La herencia de esos  jóvenes, que cualquier burguesía que se precie debe tener, son  producto de explotaciones industriales, cierres de empresas, escándalos financieros o chanchullos políticos. Entonces, como una maldición bíblica, aparecen esos millones que el heredero o el nuevo administrador se obsesiona en proteger de la Hacienda Pública, porque esto representaría devolver parte de esa pasta a los obreros explotados y despedidos o a las administraciones que han tenido que regularizar bancos y empresas quebradas y expoliadas. ¡Hasta aquí podíamos llegar! Tanto luchar para controlar los convenios y ajustar las pensiones, para que luego, parte de esos beneficios reviertan en la sociedad; un contrasentido indigno de cualquier capitalista que se precie.

Esa burguesía pensante y vergonzante de esos millones manchados, desearía que desaparecieran de las cuentas de Suiza y de Andorra, pero piensan en sus hijos amenazados por el despertar del Pueblo y  cavilando que algún día les puedan pedir cuentas por ello, en contra de sus honorables principios éticos: ocultan, camuflan e infravaloran esos pingües beneficios obtenidos a costa de la plebe o de la masa obrera. Para ello siempre cuentan con un ministro de finanzas dispuesto a que su maldita riqueza sea tratada con benevolencia y así, desde Francesc Cambó hasta Cristóbal Montoro, sus casuales olvidos y ocultaciones encuentran una salida “digna”.
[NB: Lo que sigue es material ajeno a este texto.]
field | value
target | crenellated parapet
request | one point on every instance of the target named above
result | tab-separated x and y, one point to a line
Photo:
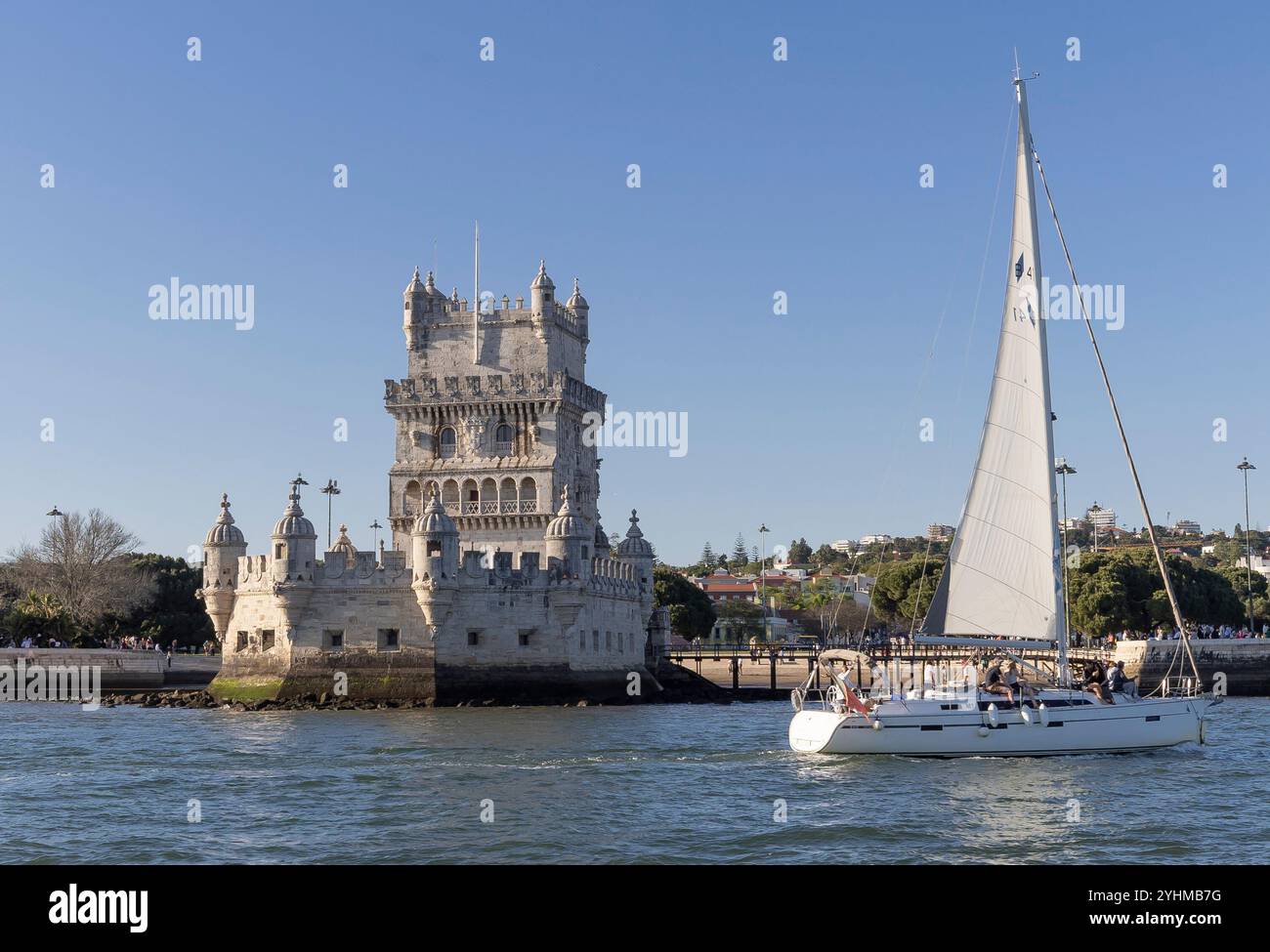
490	389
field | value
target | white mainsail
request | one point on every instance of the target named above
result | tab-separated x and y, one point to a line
1003	576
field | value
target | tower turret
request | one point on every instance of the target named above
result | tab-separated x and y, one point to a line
636	551
435	542
295	544
223	547
602	547
582	310
344	546
568	538
541	292
413	304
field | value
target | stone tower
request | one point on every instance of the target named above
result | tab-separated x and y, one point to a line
490	417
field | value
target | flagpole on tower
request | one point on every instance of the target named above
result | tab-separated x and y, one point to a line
477	300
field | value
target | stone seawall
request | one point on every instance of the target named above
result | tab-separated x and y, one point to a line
402	676
1244	661
121	671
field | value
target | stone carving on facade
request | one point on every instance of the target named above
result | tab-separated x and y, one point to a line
474	435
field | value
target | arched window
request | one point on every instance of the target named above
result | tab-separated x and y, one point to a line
503	438
413	498
529	495
445	442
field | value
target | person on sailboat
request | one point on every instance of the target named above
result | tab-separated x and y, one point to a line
1015	683
1122	683
1096	682
995	683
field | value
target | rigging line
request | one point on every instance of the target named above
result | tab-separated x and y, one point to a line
1116	411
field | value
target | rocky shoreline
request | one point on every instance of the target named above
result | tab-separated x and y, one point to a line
677	684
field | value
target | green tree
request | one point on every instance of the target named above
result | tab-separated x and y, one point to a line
39	617
741	617
693	614
1112	592
903	588
173	614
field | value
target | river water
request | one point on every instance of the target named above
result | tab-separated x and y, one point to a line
659	783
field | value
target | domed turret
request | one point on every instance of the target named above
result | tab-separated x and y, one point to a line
576	303
224	532
634	546
435	519
635	550
344	545
435	542
415	286
568	537
223	547
293	523
601	538
293	542
541	292
567	523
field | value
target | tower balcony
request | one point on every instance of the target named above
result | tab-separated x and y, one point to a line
493	507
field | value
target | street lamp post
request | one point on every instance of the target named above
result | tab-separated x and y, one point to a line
1248	540
330	490
762	576
1065	470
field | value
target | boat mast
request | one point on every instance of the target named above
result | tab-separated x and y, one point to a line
1025	183
1116	409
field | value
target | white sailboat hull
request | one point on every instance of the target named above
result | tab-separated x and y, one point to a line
923	728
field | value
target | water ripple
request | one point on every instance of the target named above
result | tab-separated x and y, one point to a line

Me es igual que los beneficiados lleven el apellido Pujol, Botín, Undargarín o Mas,  solo por fantasear con cuatro apellidos que me suenan. Me parece indignante y aborrecible que se acojan a una amnistía fiscal ciudadanos que durante años han ocultado sus caudales y que además han ocupado cargos políticos, financieros y sociales de alta responsabilidad pública o cercanos a ella. Pero más indignación me produce que no haya sido motu proprio esa manifestación y que terceros hayan tenido que descubrir esas irregularidades y que durante 30,  40 o 50 años no hayan encontrado un momento para normalizar el botín. Eso incita a pensar que no hay arrepentimiento sino miedo.

Estarán de acuerdo conmigo con este terrible estigma que persigue a la burguesía y que no les permite certificar el porvenir de sus hijos con tranquilidad e inmunidad. Por eso  sus hijos, para fortuna de ellos mismos, se preocupan de obtener su propio patrimonio sin contar únicamente con los caudales de sus padres, abuelos y suegros, y para eso montan empresas fantasmas, asesorías de la nada, nuevos bancos, ocupan cargos importantes en partidos burgueses y reparten concesiones a sus amiguetes, sobre todo las  de las ITV.

Pero no sufran por ello, la nuestra es una sociedad con gran capacidad de absolver y con pedir perdón o pagar un 10% de los beneficios de lo defraudado les bastará; y como último recurso pueden decir que todo fue por amor: al marido, a la mujer, a los hijos o a la patria. Todo vale.

Cambó tiene un monumento en la Vía Layetana de Barcelona por pertenecer a esa burguesía, destinar su fortuna para apoyar al golpe militar del 36, un caso de flagrante patriotismo, y de repetir hasta la saciedad que otros  robaban.

¿Cuándo seremos lo suficientemente listos para dejarnos robar y manipular solo por los de casa?